Na drie kwartier besluiten Janneke en Tracy terug te gaan. Jantien loopt verder met de gids. Er is nog een olifant getekend verderop. We komen eerst langs een rotsmuur met daarin heel herkenbaar, het continent Afrika. Iets verder is de olifant te zien. Helaas is deze erg vaag geworden, omdat hij op schouderhoogte zit en allerlei mensen er tegenaan hebben gestaan. Er is nog wel meer te zien, maar het wordt er niet interessanter van. Je schijnt naar boven te kunnen klimmen, maar dat is nogal zwaar en daar hebben we geen tijd voor. Ook kan je naar een grot, maar volgens de gids is dat geen foto waard.
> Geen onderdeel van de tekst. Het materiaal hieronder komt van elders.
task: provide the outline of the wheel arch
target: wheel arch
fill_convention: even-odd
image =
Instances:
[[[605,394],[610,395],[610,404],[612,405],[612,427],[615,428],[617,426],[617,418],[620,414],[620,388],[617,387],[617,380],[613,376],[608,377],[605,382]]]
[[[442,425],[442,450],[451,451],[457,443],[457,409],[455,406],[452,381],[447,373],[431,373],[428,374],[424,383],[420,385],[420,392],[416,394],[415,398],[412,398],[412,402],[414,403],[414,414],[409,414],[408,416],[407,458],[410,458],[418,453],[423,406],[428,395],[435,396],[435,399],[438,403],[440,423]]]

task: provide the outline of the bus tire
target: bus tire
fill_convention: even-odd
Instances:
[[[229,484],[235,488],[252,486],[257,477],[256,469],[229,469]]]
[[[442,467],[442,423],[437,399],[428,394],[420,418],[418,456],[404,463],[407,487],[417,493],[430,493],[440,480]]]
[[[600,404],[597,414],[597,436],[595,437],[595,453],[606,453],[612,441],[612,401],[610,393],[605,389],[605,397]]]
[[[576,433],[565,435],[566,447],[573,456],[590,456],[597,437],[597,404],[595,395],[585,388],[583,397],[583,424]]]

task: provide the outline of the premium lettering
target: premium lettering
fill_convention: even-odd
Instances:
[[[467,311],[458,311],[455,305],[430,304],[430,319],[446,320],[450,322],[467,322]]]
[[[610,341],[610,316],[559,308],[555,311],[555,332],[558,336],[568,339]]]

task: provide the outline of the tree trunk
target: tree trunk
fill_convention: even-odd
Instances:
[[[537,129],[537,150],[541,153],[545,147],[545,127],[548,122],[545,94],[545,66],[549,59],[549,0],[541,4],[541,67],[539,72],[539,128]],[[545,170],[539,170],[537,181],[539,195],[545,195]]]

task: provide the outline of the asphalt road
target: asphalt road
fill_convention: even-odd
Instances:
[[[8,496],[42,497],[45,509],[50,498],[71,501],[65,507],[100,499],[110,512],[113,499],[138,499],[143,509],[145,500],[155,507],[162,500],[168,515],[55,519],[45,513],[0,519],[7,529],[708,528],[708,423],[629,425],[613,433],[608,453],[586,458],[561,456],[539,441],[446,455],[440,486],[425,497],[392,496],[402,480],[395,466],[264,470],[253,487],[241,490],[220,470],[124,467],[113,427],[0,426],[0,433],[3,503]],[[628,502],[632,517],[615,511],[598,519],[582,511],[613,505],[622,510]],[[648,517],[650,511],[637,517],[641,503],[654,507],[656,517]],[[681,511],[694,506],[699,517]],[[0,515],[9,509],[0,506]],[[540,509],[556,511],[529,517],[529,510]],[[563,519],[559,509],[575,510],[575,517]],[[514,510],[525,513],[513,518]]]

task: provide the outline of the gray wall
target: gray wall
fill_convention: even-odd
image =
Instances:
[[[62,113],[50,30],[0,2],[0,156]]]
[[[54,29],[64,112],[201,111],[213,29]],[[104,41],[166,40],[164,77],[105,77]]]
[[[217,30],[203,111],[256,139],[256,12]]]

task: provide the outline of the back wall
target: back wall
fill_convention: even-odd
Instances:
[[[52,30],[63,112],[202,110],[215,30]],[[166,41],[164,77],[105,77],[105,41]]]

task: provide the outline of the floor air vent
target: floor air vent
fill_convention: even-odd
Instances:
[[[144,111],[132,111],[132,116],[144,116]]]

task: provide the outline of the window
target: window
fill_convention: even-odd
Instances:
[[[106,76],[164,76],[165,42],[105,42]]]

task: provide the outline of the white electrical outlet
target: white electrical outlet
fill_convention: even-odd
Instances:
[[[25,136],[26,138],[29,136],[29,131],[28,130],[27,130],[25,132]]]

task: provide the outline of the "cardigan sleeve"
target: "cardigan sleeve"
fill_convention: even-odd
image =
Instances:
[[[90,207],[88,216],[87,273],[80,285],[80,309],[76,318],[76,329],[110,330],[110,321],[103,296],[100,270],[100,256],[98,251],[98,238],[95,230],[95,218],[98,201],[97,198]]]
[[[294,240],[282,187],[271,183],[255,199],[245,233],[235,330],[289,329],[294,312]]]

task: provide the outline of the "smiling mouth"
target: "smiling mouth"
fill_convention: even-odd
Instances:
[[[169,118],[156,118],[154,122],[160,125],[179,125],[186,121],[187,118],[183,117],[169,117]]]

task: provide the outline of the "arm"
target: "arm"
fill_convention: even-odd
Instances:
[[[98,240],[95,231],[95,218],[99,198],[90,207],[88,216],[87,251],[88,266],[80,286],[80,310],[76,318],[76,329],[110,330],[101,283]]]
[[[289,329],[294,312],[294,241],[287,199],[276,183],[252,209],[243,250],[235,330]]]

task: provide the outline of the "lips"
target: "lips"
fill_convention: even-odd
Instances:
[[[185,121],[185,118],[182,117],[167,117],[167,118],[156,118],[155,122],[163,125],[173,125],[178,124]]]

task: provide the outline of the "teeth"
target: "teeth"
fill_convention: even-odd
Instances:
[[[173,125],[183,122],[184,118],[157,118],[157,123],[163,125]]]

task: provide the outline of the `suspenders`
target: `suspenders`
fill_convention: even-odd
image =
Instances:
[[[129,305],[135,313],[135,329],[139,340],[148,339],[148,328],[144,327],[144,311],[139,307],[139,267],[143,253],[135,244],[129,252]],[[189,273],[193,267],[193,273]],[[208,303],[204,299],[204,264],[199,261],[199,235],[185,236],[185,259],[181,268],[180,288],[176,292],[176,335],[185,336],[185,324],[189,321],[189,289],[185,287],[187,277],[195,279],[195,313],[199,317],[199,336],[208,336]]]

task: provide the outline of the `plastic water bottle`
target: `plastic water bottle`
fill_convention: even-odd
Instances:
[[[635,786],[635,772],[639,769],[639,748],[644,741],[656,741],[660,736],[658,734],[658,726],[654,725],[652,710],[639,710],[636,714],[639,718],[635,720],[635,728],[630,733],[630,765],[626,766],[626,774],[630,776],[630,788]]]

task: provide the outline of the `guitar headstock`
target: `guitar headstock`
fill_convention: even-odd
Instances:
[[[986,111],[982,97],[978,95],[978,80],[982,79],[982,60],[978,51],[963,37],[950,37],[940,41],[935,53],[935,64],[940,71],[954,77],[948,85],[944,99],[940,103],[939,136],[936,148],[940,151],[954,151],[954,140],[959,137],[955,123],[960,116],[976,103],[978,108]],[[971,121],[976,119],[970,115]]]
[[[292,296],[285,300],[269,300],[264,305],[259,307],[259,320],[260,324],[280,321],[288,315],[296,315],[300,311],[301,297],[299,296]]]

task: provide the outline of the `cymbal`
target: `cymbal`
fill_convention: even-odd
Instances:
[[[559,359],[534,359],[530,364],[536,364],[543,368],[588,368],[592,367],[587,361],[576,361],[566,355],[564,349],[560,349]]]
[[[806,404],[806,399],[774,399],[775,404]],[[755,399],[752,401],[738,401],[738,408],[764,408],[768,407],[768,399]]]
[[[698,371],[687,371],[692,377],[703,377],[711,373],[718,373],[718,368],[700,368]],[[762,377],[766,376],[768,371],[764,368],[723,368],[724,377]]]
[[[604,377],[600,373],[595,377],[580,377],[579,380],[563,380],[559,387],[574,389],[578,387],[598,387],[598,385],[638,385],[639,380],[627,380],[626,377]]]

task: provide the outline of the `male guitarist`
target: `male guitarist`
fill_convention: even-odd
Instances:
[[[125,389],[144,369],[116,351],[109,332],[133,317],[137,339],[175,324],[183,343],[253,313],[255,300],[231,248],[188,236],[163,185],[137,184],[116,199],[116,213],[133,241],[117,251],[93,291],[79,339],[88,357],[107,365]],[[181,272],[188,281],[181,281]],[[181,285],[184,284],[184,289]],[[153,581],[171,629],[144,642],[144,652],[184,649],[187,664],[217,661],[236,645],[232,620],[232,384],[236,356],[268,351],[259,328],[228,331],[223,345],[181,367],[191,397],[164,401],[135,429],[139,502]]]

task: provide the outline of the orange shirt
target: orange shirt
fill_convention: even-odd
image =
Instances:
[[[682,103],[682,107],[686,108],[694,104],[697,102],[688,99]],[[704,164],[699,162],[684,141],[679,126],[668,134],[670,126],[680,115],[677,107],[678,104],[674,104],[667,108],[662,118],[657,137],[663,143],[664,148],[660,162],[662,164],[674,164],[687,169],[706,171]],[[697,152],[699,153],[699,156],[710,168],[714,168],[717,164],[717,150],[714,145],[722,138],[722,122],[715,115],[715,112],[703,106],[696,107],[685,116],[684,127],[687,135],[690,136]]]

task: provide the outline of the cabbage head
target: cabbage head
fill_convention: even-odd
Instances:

Iets later dan Janneke en Tracy komt Jantien ook bij het busje aan. Hoewel het ondertussen zo’n 28 graden is heeft onze gids de hele weg met een muts op gelopen. Je ziet hier veel Afrikanen met mutsen lopen, terwijl wij het warm vinden. Een apart gezicht.
We nemen dezelfde weg terug. Tracy vond het mooi om de tekeningen gezien te hebben. Ze vond de gids ook beter dan in Twijfelfontein, maar ze gaat er niet meer naar toe. De weg is gewoon te slecht. De terugweg duurt bijna 20 minuten langer. Na drie kwartier op het asfalt gaan we eten bij Dijo Deli. Het is dat de manager had gezegd dat er een restaurant zit, anders waren we er zo voorbij gereden. Het wordt gerund door een Oostenrijkse vrouw, die als backpacker is blijven hangen in Botswana. We nemen patat en wat te drinken. Het is meer dan genoeg, maar meer kunnen we ook niet betalen. Vanochtend hebben we bij de lodge 200 poule (20 euro) gewisseld. Honderd kostte Tsodilo, dus we hebben nog maar 100 over. We hebben wel ander geld, maar dat accepteren ze niet.
Om 4 uur rijden we richting de grens. Het gaat allemaal weer heel soepel. Het is nu ineens weer een uur vroeger. Namibië is het enige land in de regio die aan zomer- en wintertijd doet.
Door het park zien we weer dezelfde groep rhoans als twee dagen geleden. Om half vijf (half zes Botswana tijd) komen we aan bij Popa falls, de camping. We hebben nu geen eigen douche en wc, maar de bedden zijn beter. Het restaurant is ook sneller dan vorige keer. We zijn nu binnen het uur klaar met eten. In het huisje werken we de foto’s en films weer bij en gaan dan naar bed.